When Andersson and coauthor Luke Gibson compared the trade volumes reported between Hong Kong and Uganda from 1995 through 2013, they found more than 14,000 kilograms (31,000 pounds) of hippo teeth were missing. Uganda reported exports totaling 79,000 kilograms (174,000 pounds), but Hong Kong reported receiving just 65,000 kilograms (143,000 pounds).
“This article is one of the first ones I’ve actually seen that takes CITES records numbers and says, ‘Look, there’s something really wrong here,’” said Pieter Kat, an evolutionary biologist and geneticist at LionAid in the United Kingdom, who was not involved in the study.
The authors examined common bookkeeping errors as possible reasons for the mismatched data, but they struggled to identify the exact cause.
Their difficulty didn’t surprise independent conservation biologist Allie Russo, who was not involved in this study. Russo has looked at the CITES database for multiple species, including parrots. She found there are too many shortcomings to make sense of the inconsistencies.
This disparity brings into question how effective the regulations are, said Kat.
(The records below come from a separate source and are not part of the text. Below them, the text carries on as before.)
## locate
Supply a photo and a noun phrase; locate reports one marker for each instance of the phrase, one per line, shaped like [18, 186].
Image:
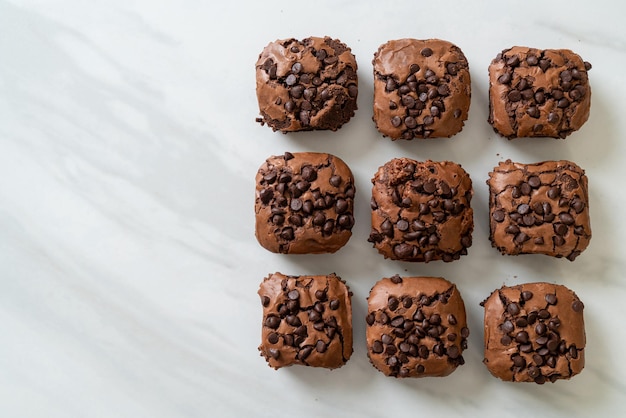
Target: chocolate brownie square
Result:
[422, 89]
[306, 85]
[304, 203]
[534, 332]
[540, 208]
[534, 92]
[416, 327]
[421, 210]
[307, 320]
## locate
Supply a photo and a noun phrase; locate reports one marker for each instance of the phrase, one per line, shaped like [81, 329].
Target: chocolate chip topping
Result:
[304, 203]
[539, 208]
[552, 100]
[305, 85]
[421, 210]
[543, 339]
[416, 327]
[421, 89]
[302, 325]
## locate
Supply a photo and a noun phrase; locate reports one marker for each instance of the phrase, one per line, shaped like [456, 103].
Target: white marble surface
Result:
[128, 263]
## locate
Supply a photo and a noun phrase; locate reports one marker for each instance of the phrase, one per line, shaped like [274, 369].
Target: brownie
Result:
[421, 89]
[534, 332]
[540, 208]
[304, 203]
[416, 327]
[534, 92]
[306, 85]
[421, 210]
[307, 320]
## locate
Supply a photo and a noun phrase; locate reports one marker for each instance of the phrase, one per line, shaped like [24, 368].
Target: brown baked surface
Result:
[304, 203]
[306, 85]
[534, 332]
[422, 89]
[421, 210]
[540, 208]
[307, 320]
[416, 327]
[534, 92]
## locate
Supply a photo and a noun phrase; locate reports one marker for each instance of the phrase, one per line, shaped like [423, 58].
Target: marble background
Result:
[128, 263]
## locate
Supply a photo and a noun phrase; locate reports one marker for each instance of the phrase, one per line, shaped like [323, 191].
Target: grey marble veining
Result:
[128, 263]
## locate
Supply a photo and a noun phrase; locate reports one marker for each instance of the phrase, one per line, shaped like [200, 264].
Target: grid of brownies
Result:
[416, 326]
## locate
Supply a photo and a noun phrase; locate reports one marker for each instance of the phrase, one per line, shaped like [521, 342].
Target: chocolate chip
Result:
[513, 308]
[504, 78]
[518, 361]
[523, 209]
[541, 328]
[533, 112]
[514, 96]
[577, 306]
[551, 298]
[566, 218]
[513, 61]
[410, 122]
[305, 352]
[427, 52]
[544, 64]
[272, 322]
[393, 303]
[521, 337]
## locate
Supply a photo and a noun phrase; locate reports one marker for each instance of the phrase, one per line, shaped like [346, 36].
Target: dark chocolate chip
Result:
[513, 308]
[504, 78]
[514, 96]
[577, 306]
[393, 303]
[272, 322]
[513, 61]
[551, 298]
[518, 361]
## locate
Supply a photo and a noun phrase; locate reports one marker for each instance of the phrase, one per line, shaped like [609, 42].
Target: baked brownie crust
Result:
[534, 332]
[540, 208]
[304, 203]
[306, 85]
[421, 210]
[416, 327]
[422, 89]
[307, 320]
[535, 92]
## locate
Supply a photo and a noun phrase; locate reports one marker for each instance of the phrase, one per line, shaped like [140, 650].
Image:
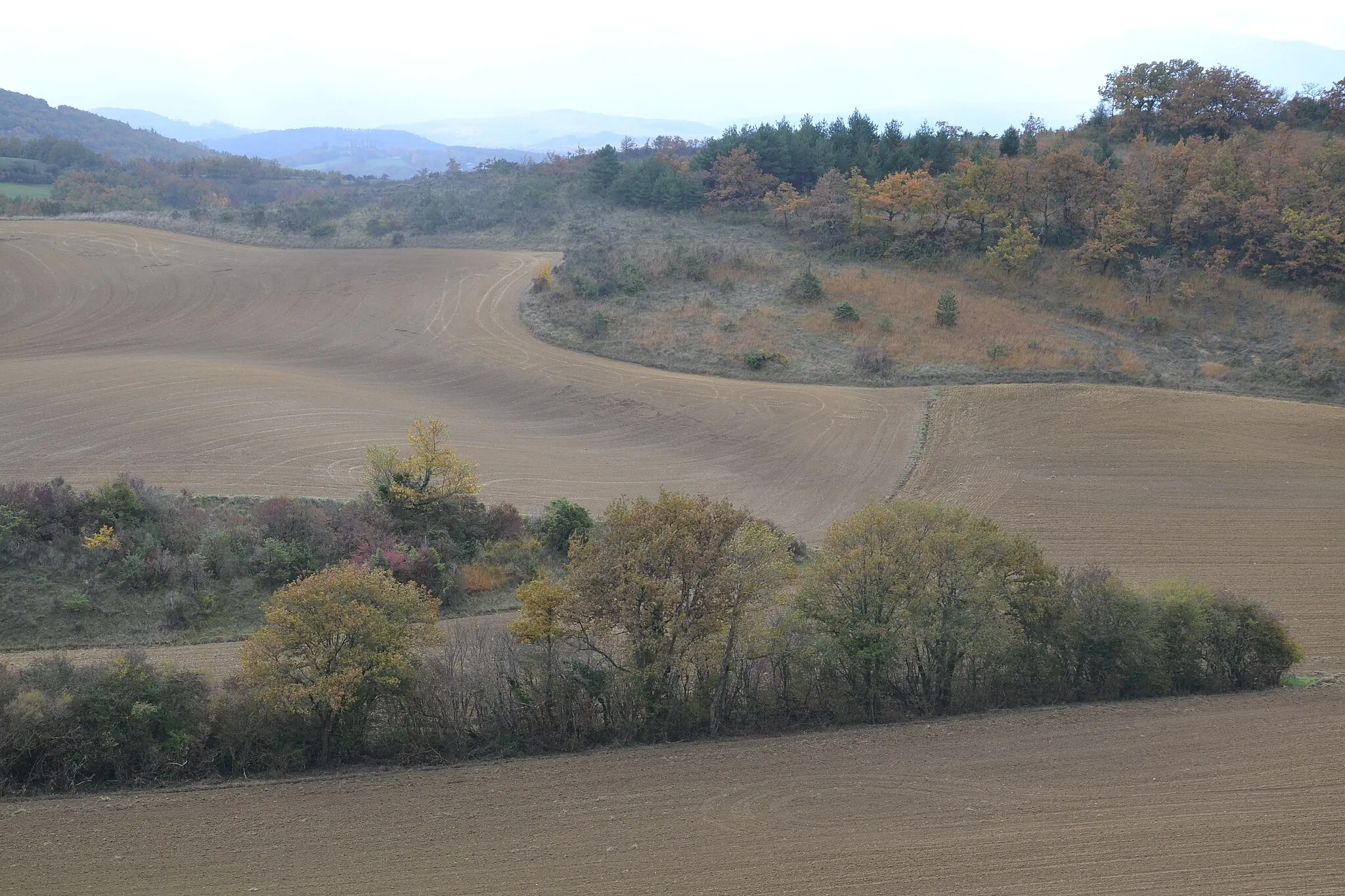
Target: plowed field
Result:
[223, 368]
[255, 371]
[1239, 492]
[1220, 796]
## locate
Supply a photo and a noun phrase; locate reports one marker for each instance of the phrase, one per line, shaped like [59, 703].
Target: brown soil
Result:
[1243, 494]
[136, 351]
[238, 370]
[215, 660]
[1235, 794]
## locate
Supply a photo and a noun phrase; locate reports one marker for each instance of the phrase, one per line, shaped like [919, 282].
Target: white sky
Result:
[278, 64]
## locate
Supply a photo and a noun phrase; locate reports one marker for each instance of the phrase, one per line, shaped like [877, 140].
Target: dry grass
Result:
[483, 576]
[908, 299]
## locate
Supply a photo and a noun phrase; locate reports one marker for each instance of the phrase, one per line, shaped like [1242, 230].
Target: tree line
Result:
[669, 618]
[128, 561]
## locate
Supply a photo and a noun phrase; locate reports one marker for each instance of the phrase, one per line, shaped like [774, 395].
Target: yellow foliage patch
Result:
[104, 539]
[483, 576]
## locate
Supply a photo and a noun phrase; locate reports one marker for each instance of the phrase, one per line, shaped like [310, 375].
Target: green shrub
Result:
[1151, 326]
[563, 522]
[946, 312]
[845, 313]
[806, 286]
[757, 359]
[1090, 314]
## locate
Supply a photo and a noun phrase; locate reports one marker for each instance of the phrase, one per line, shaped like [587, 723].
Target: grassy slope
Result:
[26, 191]
[1056, 322]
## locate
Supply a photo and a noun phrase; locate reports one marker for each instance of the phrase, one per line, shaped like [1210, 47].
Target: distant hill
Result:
[396, 154]
[173, 127]
[556, 131]
[27, 119]
[277, 144]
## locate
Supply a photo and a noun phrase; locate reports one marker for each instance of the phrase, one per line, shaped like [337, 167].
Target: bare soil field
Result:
[1235, 794]
[217, 660]
[238, 370]
[225, 368]
[1243, 494]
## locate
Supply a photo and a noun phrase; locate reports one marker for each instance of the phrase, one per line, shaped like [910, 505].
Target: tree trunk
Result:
[721, 692]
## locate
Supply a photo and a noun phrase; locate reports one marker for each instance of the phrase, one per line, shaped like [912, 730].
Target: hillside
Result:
[174, 128]
[26, 117]
[396, 154]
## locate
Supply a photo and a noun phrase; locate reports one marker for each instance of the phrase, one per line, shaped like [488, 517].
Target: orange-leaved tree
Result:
[340, 641]
[430, 475]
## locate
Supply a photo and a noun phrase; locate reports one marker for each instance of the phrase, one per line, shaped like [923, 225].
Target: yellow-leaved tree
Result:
[337, 643]
[540, 621]
[431, 473]
[1016, 247]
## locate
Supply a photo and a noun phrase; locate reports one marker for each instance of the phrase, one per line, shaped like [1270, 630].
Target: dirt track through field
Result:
[1223, 796]
[1243, 494]
[225, 368]
[237, 370]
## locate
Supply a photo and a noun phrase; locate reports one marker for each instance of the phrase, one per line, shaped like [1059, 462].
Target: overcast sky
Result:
[278, 64]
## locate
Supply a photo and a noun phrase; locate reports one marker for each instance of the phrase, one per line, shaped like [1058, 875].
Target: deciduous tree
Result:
[337, 643]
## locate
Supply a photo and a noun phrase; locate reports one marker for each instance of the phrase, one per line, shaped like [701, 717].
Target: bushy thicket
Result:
[681, 618]
[197, 562]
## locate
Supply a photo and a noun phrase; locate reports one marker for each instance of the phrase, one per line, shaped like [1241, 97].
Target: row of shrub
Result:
[188, 555]
[674, 618]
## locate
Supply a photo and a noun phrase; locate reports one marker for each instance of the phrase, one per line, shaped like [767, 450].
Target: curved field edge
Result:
[1232, 794]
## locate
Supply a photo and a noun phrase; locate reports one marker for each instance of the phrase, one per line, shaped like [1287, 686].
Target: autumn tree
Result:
[785, 200]
[541, 621]
[738, 181]
[830, 206]
[655, 584]
[1118, 234]
[1310, 246]
[860, 194]
[902, 194]
[1028, 141]
[761, 561]
[911, 594]
[340, 641]
[984, 191]
[1016, 247]
[431, 473]
[603, 168]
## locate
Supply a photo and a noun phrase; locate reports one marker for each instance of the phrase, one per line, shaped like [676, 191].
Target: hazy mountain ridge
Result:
[174, 128]
[556, 131]
[29, 117]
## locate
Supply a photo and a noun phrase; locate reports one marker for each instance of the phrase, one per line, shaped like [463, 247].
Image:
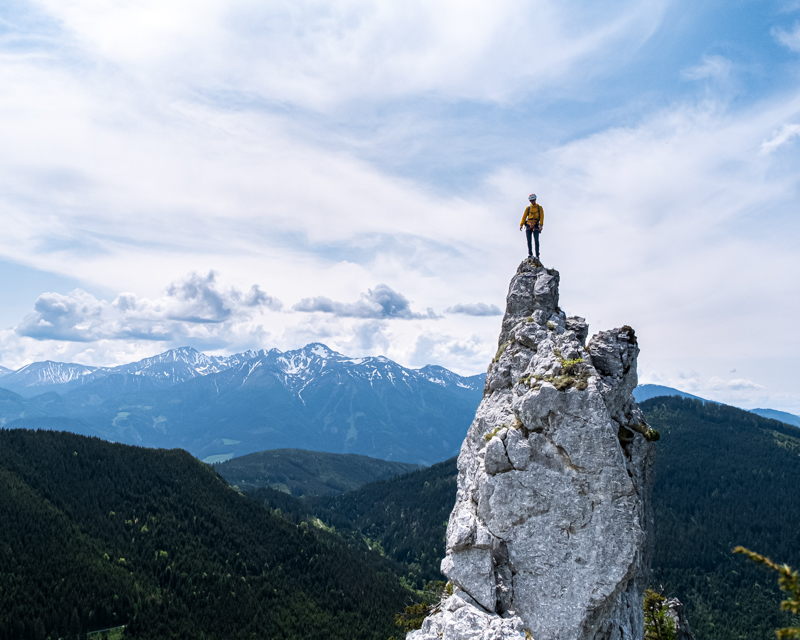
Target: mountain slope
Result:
[724, 477]
[782, 416]
[107, 534]
[310, 398]
[304, 472]
[646, 391]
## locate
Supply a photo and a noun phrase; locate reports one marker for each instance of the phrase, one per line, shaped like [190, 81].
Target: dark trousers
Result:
[535, 233]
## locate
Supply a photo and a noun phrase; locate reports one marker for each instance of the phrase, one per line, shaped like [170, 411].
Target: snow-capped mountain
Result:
[217, 407]
[47, 375]
[294, 369]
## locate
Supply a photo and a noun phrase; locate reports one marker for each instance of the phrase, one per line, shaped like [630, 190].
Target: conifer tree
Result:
[789, 581]
[658, 624]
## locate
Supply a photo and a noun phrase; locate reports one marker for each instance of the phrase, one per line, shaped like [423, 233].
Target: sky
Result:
[231, 175]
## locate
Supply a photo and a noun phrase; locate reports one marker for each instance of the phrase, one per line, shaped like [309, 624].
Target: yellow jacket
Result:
[534, 215]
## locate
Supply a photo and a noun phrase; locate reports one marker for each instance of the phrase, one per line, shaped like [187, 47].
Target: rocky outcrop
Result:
[551, 534]
[675, 611]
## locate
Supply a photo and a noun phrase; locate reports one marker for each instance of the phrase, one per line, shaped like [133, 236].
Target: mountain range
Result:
[221, 407]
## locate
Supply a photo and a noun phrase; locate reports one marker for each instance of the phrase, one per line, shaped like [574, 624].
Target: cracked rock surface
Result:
[551, 534]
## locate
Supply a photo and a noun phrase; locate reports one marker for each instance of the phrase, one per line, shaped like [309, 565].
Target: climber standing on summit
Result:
[533, 221]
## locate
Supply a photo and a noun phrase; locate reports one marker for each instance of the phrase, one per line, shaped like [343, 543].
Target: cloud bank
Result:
[382, 302]
[195, 307]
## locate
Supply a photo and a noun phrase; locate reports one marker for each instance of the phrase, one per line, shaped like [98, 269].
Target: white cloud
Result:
[790, 39]
[737, 384]
[712, 67]
[431, 347]
[475, 309]
[380, 302]
[786, 133]
[317, 54]
[195, 308]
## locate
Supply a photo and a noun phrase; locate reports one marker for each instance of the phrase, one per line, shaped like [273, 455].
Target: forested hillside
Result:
[723, 477]
[302, 472]
[96, 534]
[405, 517]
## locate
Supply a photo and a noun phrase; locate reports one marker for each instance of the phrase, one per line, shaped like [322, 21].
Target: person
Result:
[533, 221]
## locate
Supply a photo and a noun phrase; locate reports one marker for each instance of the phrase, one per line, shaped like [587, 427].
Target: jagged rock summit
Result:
[551, 534]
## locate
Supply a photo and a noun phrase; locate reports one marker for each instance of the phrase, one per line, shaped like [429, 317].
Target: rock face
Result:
[551, 534]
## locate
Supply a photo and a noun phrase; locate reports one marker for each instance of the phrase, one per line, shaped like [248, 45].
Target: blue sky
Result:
[233, 174]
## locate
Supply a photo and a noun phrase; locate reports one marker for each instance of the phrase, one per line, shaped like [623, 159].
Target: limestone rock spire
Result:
[551, 534]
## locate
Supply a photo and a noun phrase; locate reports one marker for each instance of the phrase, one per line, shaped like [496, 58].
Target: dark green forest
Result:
[404, 517]
[97, 534]
[302, 472]
[724, 477]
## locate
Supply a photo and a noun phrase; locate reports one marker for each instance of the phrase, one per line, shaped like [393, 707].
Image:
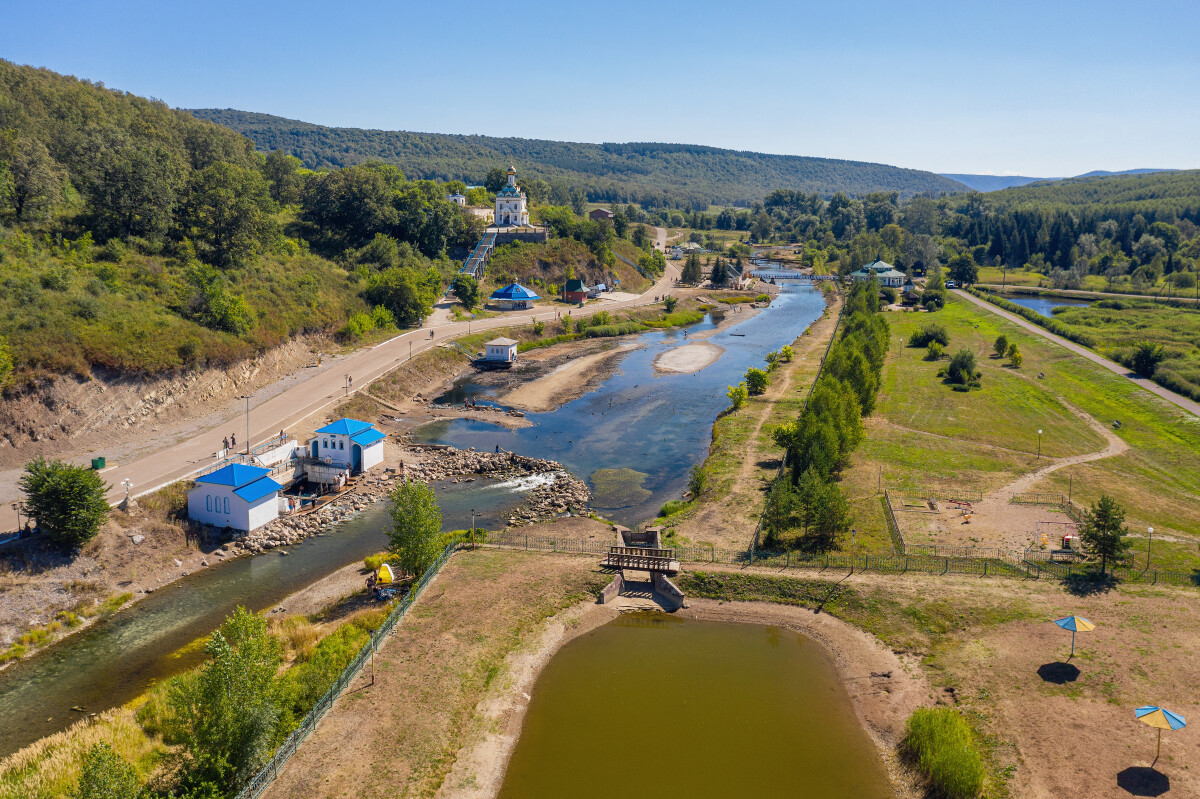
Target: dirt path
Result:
[1116, 446]
[1116, 368]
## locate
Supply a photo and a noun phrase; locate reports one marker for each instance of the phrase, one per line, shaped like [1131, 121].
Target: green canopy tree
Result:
[1104, 530]
[67, 500]
[415, 526]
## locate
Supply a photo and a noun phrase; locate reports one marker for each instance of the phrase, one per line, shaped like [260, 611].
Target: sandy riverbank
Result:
[883, 688]
[565, 382]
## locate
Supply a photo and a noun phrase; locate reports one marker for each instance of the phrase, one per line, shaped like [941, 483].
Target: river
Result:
[655, 425]
[697, 709]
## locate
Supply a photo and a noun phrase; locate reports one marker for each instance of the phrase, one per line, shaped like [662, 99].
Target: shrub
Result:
[737, 395]
[756, 380]
[942, 745]
[929, 332]
[963, 367]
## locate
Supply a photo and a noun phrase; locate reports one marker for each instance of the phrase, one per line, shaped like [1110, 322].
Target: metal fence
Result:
[1035, 498]
[258, 784]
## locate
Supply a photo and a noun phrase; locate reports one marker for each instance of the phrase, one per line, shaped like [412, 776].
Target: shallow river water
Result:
[663, 706]
[654, 424]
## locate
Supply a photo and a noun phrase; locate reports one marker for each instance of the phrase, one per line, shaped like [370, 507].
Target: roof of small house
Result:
[367, 437]
[345, 427]
[514, 292]
[234, 474]
[257, 490]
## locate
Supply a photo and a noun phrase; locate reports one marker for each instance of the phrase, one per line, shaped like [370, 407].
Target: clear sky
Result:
[1048, 88]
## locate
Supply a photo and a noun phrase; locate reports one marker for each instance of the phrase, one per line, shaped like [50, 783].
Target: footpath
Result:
[289, 408]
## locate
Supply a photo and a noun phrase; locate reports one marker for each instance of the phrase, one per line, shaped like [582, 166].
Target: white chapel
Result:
[511, 208]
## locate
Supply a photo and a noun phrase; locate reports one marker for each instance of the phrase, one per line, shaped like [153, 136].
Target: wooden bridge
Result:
[642, 559]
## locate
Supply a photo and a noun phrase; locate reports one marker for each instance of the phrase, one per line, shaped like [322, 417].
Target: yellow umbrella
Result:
[1075, 624]
[1161, 719]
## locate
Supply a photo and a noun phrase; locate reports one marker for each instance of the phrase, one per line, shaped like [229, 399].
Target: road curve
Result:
[1116, 368]
[291, 407]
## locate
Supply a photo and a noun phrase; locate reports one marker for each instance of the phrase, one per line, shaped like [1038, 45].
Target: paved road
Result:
[1149, 385]
[1089, 295]
[289, 408]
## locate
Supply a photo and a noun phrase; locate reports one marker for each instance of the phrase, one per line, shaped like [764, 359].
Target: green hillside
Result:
[652, 174]
[1108, 190]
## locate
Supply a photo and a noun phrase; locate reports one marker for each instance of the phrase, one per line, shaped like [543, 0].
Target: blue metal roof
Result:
[345, 427]
[514, 292]
[257, 490]
[367, 437]
[234, 474]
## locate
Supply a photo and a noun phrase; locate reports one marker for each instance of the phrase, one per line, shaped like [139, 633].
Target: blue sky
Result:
[1050, 88]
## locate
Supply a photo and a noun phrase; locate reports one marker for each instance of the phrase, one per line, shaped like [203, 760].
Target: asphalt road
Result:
[289, 408]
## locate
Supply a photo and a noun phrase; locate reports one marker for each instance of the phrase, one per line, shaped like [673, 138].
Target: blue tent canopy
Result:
[514, 292]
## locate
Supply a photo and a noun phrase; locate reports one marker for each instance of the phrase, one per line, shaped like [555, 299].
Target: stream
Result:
[657, 426]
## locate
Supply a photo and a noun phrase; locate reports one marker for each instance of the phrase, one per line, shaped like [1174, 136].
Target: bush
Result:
[67, 500]
[963, 367]
[756, 380]
[737, 395]
[943, 748]
[929, 332]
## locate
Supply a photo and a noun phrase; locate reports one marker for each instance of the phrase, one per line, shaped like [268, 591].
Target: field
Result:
[925, 436]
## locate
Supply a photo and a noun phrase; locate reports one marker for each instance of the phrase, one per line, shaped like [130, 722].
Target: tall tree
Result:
[1104, 532]
[415, 526]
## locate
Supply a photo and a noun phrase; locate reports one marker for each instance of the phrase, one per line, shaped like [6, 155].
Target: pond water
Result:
[695, 709]
[657, 425]
[1043, 305]
[115, 660]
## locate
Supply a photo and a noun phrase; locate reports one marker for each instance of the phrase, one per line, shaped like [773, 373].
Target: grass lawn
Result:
[924, 433]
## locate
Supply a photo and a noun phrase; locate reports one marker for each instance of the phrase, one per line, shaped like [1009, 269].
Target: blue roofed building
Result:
[237, 496]
[347, 444]
[513, 296]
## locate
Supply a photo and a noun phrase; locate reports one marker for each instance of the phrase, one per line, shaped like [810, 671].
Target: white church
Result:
[511, 206]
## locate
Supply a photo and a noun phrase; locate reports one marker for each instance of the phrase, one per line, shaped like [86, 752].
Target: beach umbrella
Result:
[1075, 624]
[1161, 719]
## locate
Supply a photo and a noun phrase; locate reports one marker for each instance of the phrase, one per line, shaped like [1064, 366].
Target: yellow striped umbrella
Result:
[1075, 624]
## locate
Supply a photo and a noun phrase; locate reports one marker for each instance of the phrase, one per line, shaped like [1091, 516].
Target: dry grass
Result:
[51, 767]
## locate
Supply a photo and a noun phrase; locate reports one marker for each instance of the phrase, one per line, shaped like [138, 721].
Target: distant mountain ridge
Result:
[996, 182]
[676, 174]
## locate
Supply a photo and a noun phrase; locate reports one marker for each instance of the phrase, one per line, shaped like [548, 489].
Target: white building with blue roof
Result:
[235, 496]
[347, 444]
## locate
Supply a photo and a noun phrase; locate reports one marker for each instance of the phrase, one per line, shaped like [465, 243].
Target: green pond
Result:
[693, 709]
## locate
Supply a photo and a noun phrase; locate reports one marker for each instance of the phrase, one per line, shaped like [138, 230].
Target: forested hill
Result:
[653, 174]
[1111, 190]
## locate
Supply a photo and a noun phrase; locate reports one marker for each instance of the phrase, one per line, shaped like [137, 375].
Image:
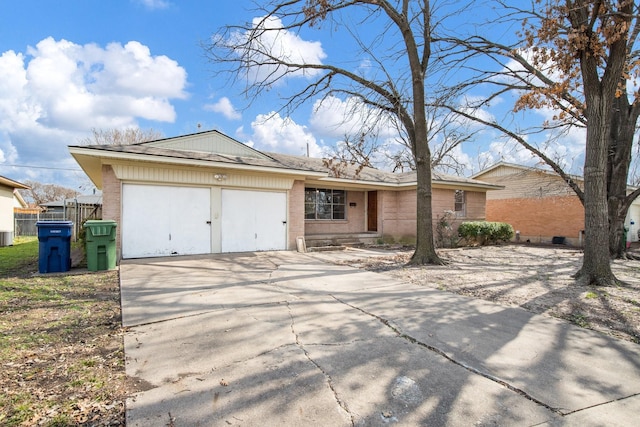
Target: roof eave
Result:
[109, 157]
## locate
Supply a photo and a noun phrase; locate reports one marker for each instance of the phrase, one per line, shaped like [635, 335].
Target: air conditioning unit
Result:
[6, 238]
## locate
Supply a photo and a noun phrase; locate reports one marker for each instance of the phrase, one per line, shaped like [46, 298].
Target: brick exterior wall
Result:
[296, 213]
[540, 219]
[111, 200]
[399, 211]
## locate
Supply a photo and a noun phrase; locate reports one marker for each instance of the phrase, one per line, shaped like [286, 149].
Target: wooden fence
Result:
[25, 219]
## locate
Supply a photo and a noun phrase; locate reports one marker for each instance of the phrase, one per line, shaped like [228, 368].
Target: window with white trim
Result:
[324, 203]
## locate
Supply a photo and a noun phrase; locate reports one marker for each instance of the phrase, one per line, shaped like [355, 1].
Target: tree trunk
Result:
[425, 252]
[596, 267]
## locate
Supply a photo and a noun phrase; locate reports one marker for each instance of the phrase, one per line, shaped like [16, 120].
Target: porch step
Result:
[350, 240]
[326, 248]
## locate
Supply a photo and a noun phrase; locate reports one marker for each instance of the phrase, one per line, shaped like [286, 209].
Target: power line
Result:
[42, 167]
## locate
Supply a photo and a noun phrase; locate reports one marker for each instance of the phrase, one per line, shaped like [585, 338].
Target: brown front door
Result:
[372, 211]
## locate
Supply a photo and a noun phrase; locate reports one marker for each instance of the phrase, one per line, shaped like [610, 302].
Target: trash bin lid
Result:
[54, 223]
[91, 222]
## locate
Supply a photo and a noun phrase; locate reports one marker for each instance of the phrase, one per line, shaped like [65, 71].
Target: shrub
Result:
[485, 233]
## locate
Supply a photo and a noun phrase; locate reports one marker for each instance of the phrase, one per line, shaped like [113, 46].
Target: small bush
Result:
[485, 233]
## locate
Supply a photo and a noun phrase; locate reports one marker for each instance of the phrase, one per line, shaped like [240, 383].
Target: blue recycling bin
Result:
[54, 246]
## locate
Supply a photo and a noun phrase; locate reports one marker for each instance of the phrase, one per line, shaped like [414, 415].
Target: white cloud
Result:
[334, 118]
[56, 92]
[277, 42]
[224, 107]
[271, 132]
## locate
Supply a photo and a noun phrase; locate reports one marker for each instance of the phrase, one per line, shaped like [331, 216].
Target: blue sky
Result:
[68, 66]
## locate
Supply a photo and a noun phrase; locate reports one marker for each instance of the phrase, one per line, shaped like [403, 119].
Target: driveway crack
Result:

He believes CITES is badly in need of reform.
“If you are dealing with endangered species in trade, one of the first things you have to do is be really careful about accurately counting up the total number of specimens that you have in trade,” Kat said in an interview. “There shouldn’t be these discrepancies in the records.”
For hippos, the authors estimated the missing teeth represent at least 2,700 individual animals. That’s about 2 percent of the African census of 125,000 to 148,000 hippos, according to a population estimate from 2008. But hippos have been losing habitat, are poached for meat and ivory, and have conflicts with humans, so the survey needs updating, Kat said.
Hippos are an easy species to count, he noted. From the air, their large purplish-gray bodies stand out along waterways. A new population estimate could change their IUCN and CITES conservation status.
The authors recommend supporting African authorities in their efforts to protect the species. Although the trade in hippo teeth was banned in Uganda in 2014, the country has far fewer than the recommended number of rangers per given area of protected land. That makes it easier for poachers to smuggle ivory to neighboring countries.
Such illegal ivory is a potential cause of the data mismatch, the researchers believe.
“It’s so easy to fake permits and then ship illegal shipments under the disguise of being legal,” Russo said. “It could be happening right under our noses. If we don’t tighten up the data reporting mechanisms, it’s just going to continue.”
Citation:
- Andersson, A., & Gibson, L. (2017). Missing teeth: Discordances in the trade of hippo ivory between Africa and Hong Kong. African Journal of Ecology. doi: 10.1111/aje.12441
Laura G. Shields (@LauraGShields) is a graduate student in the Science Communication Program at the University of California, Santa Cruz. Other Mongabay stories produced by UCSC students can be found here.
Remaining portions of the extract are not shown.